Daniel maintains that rather than mixing makeup and skincare, the best thing to do is layer your products so they can work to their best ability. ‘Layering skincare is key to getting the very best results from your products, rather than pre-mixing before application,’ he explains. ‘Pre-combined makeup with SPF shouldn’t be relied upon as your only source of sun protection, as it is unlikely that you would apply enough of the product to ensure sufficient UV protection.’
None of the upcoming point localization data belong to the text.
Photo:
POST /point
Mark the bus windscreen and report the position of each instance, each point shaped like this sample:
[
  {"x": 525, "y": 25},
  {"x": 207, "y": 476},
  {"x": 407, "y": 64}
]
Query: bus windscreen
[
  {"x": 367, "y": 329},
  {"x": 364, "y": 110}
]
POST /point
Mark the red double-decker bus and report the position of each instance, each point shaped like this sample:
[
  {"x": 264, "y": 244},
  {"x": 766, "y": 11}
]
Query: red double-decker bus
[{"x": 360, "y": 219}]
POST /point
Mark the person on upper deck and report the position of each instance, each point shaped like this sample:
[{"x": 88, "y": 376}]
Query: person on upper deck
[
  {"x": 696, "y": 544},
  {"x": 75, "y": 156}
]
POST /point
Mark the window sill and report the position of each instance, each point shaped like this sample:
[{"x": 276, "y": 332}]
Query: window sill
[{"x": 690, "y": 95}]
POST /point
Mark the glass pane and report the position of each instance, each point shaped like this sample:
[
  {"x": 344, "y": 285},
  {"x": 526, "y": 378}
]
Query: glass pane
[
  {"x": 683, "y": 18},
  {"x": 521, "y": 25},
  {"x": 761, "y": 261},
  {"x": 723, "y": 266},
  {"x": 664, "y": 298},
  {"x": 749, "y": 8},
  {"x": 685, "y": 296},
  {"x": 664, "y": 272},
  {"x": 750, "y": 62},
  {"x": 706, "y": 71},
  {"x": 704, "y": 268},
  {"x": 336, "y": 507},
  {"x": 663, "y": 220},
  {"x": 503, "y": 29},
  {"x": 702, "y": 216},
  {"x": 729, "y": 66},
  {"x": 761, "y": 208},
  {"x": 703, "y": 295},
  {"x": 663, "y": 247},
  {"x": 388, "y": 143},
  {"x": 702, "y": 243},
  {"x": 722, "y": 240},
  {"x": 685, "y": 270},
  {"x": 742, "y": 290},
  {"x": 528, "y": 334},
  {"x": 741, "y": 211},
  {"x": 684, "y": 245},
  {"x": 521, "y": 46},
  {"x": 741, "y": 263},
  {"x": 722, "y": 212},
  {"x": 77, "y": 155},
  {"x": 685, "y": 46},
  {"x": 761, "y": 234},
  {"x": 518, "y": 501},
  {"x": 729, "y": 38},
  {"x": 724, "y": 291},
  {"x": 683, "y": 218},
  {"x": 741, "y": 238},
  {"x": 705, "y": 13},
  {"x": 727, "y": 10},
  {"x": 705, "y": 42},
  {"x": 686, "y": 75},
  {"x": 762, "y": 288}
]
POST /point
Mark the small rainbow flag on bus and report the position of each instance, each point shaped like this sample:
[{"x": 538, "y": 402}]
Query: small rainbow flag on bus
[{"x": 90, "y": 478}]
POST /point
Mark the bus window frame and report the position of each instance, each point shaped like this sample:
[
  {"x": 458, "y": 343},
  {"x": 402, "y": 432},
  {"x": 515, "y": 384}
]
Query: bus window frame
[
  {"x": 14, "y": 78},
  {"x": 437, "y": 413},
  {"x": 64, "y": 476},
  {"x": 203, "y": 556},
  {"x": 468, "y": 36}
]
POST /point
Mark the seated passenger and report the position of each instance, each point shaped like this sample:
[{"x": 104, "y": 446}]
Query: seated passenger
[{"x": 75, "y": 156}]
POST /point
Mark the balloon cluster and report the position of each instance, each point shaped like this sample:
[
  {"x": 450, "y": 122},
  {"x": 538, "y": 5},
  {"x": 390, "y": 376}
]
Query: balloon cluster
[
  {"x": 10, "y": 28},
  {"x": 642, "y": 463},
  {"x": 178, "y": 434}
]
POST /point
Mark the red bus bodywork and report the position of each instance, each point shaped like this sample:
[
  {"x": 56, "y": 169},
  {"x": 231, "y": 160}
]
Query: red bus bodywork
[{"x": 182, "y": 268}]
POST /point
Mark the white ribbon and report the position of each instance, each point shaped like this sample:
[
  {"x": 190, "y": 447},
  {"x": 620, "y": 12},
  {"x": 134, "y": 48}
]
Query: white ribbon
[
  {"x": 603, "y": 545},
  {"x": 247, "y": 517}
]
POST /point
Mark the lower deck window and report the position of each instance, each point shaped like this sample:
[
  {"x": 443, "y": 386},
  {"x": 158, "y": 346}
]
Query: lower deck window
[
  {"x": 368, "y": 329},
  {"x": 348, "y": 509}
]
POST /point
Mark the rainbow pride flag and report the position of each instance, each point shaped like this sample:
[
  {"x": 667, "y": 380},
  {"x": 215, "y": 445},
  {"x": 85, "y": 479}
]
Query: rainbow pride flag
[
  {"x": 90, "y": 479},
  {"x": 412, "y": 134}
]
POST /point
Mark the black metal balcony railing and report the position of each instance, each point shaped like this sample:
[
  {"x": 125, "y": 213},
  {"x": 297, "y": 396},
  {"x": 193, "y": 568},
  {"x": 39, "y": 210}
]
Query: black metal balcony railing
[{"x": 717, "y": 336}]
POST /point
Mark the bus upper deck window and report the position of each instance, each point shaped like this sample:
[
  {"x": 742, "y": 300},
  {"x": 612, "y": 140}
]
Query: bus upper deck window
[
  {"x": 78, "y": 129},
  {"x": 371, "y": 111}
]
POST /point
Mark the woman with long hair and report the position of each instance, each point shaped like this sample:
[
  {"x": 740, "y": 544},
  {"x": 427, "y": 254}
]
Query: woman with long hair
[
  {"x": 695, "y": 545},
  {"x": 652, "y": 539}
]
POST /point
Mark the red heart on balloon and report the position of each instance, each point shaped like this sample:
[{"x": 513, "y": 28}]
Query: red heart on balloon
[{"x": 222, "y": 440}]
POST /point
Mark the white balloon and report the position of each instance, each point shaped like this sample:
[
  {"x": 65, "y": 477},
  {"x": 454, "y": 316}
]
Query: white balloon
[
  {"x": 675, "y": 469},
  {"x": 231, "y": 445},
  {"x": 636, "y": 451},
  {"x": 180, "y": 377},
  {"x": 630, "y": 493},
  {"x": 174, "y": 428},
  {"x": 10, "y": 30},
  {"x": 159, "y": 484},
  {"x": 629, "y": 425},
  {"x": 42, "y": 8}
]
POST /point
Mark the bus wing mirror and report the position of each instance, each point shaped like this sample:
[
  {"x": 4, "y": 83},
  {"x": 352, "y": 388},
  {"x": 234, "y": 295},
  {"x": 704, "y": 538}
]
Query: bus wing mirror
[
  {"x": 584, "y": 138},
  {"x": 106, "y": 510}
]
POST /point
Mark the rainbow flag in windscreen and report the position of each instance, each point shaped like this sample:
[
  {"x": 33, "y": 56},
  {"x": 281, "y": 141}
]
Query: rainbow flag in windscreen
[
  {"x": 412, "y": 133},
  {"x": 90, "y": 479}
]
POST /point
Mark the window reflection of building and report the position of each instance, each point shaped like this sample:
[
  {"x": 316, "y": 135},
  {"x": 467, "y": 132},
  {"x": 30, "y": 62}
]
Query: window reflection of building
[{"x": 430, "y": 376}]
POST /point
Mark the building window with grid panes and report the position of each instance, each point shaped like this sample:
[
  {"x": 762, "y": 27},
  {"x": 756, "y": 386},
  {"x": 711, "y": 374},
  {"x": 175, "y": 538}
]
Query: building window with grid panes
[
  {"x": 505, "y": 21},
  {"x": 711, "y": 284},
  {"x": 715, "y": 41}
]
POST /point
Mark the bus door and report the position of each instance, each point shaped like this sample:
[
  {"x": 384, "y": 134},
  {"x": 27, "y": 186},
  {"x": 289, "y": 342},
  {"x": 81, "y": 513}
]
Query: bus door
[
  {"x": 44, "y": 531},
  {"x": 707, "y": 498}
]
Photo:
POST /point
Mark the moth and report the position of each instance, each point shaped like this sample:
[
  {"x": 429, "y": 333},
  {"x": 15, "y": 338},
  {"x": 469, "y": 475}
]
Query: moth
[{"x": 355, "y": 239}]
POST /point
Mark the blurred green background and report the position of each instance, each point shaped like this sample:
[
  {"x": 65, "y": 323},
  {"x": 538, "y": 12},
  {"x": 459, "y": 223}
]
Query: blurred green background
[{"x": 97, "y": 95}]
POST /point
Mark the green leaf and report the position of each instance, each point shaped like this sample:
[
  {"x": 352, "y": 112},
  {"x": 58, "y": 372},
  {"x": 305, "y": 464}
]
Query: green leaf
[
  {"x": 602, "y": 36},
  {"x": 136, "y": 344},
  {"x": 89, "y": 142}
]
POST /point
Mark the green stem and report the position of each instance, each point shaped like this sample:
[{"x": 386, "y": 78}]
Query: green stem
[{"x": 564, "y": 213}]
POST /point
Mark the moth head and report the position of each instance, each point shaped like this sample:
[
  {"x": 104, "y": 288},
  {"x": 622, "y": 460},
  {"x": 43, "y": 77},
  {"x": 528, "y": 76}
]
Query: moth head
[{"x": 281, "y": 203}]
That doesn’t mean you can’t use pre-combined SPF makeup products at all. ‘There are many tinted SPFs out there which combine the two processes together without reducing the efficiency and protection,’ says Dr Paris. ‘There are also many foundations and makeup products that contain SPF within their formula so this could be another option.

‘However, makeup products usually tend to contain a lower SPF than what is generally recommended for staying safe (SPF 30 and above) and you are unlikely to use the correct amount (two full finger lengths) so I would still always recommend that you use an actual SPF or sunscreen underneath your makeup to ensure adequate protection. Many pre-mixed foundations don’t include a broad spectrum SPF as well, so be mindful of what you are using. It is important to use a broad spectrum SPF as it protects you from both UVA and UVB rays which helps the skin to stay youthful and will help to reduce premature ageing and sunspots.’